Diversification Opportunities for DIA and Jito

-0.02
  Correlation Coefficient

Good diversification

The 3 months correlation between DIA and Jito is -0.02. Overlapping area represents the amount of risk that can be diversified away by holding DIA and Jito in the same portfolio, assuming nothing else is changed. The correlation between historical prices or returns on Jito and DIA is a relative statistical measure of the degree to which these equity instruments tend to move together. The correlation coefficient measures the extent to which returns on DIA are associated (or correlated) with Jito. Values of the correlation coefficient range from -1 to +1, where. The correlation of zero (0) is possible when the price movement of Jito has no effect on the direction of DIA i.e., DIA and Jito go up and down completely randomly.

Pair Corralation between DIA and Jito

Assuming the 90 days trading horizon DIA is expected to generate 1.89 times more return on investment than Jito. However, DIA is 1.89 times more volatile than Jito. It trades about 0.16 of its potential returns per unit of risk. Jito is currently generating about 0.07 per unit of risk. If you would invest  45.00  in DIA on April 24, 2025 and sell it today you would earn a total of  62.00  from holding DIA or generate 137.78% return on investment over 90 days.
Time Period3 Months [change]
DirectionMoves Against 
StrengthInsignificant
Accuracy100.0%
ValuesDaily Returns

DIA  vs.  Jito

 Performance 
       Timeline  
DIA 

Risk-Adjusted Performance

Good

 
Weak
 
Strong
Compared to the overall equity markets, risk-adjusted returns on investments in DIA are ranked lower than 12 (%) of all global equities and portfolios over the last 90 days. In spite of rather unsteady basic indicators, DIA exhibited solid returns over the last few months and may actually be approaching a breakup point.
Jito 

Risk-Adjusted Performance

Modest

 
Weak
 
Strong
Compared to the overall equity markets, risk-adjusted returns on investments in Jito are ranked lower than 5 (%) of all global equities and portfolios over the last 90 days. In spite of rather unsteady basic indicators, Jito exhibited solid returns over the last few months and may actually be approaching a breakup point.

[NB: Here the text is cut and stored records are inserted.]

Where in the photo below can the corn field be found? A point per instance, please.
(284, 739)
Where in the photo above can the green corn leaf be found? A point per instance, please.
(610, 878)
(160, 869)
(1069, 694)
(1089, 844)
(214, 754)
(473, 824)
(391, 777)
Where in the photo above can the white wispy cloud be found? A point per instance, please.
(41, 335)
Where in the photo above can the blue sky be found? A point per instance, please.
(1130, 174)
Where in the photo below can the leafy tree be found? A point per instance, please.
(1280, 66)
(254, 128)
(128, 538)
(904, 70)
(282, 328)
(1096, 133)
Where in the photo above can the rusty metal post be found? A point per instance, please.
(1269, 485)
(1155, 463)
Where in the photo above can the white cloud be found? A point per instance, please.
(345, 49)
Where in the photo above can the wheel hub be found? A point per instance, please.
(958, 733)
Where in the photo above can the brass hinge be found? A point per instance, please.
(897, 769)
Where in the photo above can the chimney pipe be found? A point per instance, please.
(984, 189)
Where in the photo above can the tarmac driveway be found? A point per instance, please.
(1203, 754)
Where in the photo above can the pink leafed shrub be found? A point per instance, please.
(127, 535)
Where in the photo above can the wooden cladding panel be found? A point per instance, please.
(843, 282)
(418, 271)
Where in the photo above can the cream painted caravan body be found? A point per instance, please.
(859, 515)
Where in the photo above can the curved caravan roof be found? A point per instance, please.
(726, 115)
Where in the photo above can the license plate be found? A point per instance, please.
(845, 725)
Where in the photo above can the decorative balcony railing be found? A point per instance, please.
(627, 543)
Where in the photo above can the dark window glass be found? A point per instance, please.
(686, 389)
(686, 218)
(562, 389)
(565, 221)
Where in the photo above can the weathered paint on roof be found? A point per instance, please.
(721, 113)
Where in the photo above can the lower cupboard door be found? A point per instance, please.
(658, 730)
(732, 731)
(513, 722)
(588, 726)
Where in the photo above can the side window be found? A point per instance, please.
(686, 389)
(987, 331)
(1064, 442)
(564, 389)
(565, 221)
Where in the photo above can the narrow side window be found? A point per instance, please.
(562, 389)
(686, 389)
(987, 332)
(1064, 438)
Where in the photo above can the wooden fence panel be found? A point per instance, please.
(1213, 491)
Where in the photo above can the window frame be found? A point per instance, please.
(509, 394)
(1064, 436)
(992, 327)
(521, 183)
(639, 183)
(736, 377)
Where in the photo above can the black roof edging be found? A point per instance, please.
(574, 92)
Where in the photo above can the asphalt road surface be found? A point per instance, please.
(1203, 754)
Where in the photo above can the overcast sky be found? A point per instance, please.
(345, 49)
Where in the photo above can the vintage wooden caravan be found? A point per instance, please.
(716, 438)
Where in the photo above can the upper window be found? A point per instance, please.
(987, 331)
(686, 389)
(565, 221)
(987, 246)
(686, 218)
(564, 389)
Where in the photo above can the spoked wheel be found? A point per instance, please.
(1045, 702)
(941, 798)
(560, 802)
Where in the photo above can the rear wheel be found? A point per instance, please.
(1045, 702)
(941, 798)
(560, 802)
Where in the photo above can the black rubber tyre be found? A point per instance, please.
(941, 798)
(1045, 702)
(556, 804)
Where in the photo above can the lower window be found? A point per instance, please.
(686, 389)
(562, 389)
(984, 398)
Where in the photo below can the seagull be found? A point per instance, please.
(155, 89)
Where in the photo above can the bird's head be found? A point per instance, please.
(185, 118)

DIA and Jito Volatility Contrast

   Predicted Return Density   
       Returns  

Pair Trading with DIA and Jito

The main advantage of trading using opposite DIA and Jito positions is that it hedges away some unsystematic risk. Because of two separate transactions, even if DIA position performs unexpectedly, Jito can make up some of the losses. Pair trading also minimizes risk from directional movements in the market. For example, if an entire industry or sector drops because of unexpected headlines, the short position in Jito will offset losses from the drop in Jito's long position.
The idea behind DIA and Jito pairs trading is to make the combined position market-neutral, meaning the overall market's direction will not affect its win or loss (or potential downside or upside). This can be achieved by designing a pairs trade with two highly correlated stocks or equities that operate in a similar space or sector, making it possible to obtain profits through simple and relatively low-risk investment.
Check out your portfolio center.
Note that this page's information should be used as a complementary analysis to find the right mix of equity instruments to add to your existing portfolios or create a brand new portfolio. You can also try the Risk-Return Analysis module to view associations between returns expected from investment and the risk you assume.